IBM Machine Learning permite a los científicos de datos automatizar la creación, el entrenamiento y el desarrollo de modelos analíticos funcionales basados en:
– Cualquier lenguaje (por ejemplo: Scala, Java, Python).
– Cualquier marco de aprendizaje de máquinas como Apache SparkML, TensorFlow y H20.
– Cualquier tipo de dato transaccional.
– Sin costes, tiempos de espera o riesgos de mover datos externamente.
IBM Machine Learning implementa por primera vez Automatización Cognitiva, de IBM Research, para ayudar a los científicos de datos a elegir el algoritmo adecuado para la información, mediante un sistema de puntuación de los datos en relación a los algoritmos disponibles. El servicio tiene también en cuenta diversas circunstancias, como qué tipo de trabajo hará el algoritmo y con qué rapidez debe producir resultados.

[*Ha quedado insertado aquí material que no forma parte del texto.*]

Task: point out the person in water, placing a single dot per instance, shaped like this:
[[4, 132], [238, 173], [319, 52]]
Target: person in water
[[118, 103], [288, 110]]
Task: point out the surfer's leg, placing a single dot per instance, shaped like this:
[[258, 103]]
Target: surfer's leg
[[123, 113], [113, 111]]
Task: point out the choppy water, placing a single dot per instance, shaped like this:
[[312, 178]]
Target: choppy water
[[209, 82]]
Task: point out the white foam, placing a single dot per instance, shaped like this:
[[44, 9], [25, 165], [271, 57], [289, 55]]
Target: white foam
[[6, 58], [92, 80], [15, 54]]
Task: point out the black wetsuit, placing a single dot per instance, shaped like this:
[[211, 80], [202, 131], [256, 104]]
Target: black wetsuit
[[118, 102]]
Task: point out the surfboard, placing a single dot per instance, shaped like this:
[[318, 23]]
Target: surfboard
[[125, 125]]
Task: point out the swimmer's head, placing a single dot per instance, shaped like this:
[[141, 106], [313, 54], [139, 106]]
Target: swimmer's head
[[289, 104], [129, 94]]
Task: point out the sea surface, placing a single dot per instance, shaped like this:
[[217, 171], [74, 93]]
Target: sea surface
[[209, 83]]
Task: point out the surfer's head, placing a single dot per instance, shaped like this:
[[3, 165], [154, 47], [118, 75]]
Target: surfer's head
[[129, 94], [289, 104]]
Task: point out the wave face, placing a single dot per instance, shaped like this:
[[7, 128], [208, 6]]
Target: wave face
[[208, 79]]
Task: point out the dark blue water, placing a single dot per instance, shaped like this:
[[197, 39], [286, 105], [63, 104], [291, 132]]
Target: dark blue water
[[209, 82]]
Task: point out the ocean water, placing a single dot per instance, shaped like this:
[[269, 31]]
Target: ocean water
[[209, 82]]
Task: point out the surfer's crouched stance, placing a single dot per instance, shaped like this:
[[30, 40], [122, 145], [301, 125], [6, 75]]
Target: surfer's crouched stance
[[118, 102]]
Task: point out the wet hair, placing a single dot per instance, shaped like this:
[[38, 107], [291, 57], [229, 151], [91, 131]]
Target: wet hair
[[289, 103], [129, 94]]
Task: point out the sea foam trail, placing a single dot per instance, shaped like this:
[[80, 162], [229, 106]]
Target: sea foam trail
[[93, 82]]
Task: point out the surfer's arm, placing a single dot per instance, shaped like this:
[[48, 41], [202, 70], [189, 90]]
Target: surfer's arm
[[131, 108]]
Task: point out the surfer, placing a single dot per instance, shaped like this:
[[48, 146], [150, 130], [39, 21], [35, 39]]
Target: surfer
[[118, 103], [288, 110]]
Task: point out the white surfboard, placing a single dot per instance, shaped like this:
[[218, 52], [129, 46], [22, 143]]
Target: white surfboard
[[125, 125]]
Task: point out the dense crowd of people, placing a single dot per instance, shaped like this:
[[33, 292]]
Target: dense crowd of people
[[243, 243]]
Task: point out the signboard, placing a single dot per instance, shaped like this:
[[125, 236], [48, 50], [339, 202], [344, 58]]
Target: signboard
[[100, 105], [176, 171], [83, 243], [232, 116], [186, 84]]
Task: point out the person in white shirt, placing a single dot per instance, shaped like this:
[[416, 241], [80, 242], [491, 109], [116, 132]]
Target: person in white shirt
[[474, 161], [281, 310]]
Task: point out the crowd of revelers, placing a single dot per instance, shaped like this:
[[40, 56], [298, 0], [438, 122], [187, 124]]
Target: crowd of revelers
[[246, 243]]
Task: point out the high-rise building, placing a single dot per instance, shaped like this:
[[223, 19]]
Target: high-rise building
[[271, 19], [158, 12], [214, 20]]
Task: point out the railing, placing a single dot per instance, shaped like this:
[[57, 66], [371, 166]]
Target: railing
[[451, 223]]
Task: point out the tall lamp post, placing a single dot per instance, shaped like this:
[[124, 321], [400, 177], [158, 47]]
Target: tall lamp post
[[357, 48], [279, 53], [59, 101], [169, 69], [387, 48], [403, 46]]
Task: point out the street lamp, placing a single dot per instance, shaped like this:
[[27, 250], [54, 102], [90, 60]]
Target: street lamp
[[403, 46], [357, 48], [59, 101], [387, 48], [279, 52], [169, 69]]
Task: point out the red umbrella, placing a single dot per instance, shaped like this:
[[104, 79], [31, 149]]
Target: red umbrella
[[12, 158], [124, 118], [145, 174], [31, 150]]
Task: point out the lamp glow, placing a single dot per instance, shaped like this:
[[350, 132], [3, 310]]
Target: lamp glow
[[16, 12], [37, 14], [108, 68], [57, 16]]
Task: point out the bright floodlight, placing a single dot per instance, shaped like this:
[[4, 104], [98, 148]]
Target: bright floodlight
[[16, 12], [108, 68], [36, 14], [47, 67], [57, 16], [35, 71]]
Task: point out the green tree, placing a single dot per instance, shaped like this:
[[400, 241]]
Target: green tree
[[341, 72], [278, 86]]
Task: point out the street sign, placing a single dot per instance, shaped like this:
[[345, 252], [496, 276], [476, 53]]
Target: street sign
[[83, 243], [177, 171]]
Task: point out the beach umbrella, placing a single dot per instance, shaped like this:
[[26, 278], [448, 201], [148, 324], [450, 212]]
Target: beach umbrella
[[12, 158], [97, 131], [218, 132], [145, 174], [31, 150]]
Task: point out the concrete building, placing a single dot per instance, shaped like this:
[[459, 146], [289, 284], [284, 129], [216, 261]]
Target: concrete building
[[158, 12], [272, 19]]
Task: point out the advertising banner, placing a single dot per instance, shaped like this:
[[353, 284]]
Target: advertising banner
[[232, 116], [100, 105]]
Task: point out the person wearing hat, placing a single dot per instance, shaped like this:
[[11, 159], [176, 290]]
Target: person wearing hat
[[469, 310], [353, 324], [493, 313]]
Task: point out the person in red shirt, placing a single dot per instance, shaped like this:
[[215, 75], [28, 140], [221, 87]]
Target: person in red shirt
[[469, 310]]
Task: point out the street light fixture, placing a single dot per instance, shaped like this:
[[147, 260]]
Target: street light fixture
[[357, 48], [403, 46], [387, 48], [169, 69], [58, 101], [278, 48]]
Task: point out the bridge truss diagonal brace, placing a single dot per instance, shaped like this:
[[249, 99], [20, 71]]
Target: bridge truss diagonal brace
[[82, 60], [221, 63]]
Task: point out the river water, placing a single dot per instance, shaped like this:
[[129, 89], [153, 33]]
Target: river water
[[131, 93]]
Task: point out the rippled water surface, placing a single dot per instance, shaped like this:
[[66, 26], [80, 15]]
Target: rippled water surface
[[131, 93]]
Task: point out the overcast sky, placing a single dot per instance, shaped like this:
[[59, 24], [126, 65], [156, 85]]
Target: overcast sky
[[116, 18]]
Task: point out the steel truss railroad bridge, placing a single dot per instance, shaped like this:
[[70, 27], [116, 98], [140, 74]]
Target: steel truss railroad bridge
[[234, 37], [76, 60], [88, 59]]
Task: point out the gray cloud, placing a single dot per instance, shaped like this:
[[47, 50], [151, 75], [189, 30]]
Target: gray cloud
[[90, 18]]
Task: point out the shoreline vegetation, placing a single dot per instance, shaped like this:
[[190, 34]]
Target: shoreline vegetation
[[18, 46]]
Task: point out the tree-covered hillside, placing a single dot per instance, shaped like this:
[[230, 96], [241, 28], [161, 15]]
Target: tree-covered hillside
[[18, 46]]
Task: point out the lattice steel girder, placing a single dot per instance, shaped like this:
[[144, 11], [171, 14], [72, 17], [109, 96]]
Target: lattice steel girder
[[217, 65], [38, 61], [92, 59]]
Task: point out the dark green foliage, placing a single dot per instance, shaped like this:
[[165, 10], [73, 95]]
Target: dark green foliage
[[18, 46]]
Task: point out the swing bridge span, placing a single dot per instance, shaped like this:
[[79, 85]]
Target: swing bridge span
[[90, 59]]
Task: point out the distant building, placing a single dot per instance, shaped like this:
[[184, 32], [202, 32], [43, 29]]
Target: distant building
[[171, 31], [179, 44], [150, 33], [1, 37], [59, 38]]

El mainframe de IBM z Systems es capaz de procesar hasta 2.500 millones de transacciones – más o menos el equivalente a 100 Cyber Mondays – en un solo día. IBM Machine Learning para z/OS ayuda a extraer un valor mayor de los datos en los z Systems sin tener que sacarlos del sistema para su análisis. Eso ayuda a minimizar la latencia, el coste del proceso y los riesgos de seguridad asociados con los procesos tradicionales de ETL. Analiza continuamente los datos y los modelos para proporcionar predicciones más acertadas y optimizar los modelos de comportamiento, acelerando la obtención de nuevo conocimiento.
Se espera que próximamente, IBM Machine Learning esté disponible en IBM Power Systems.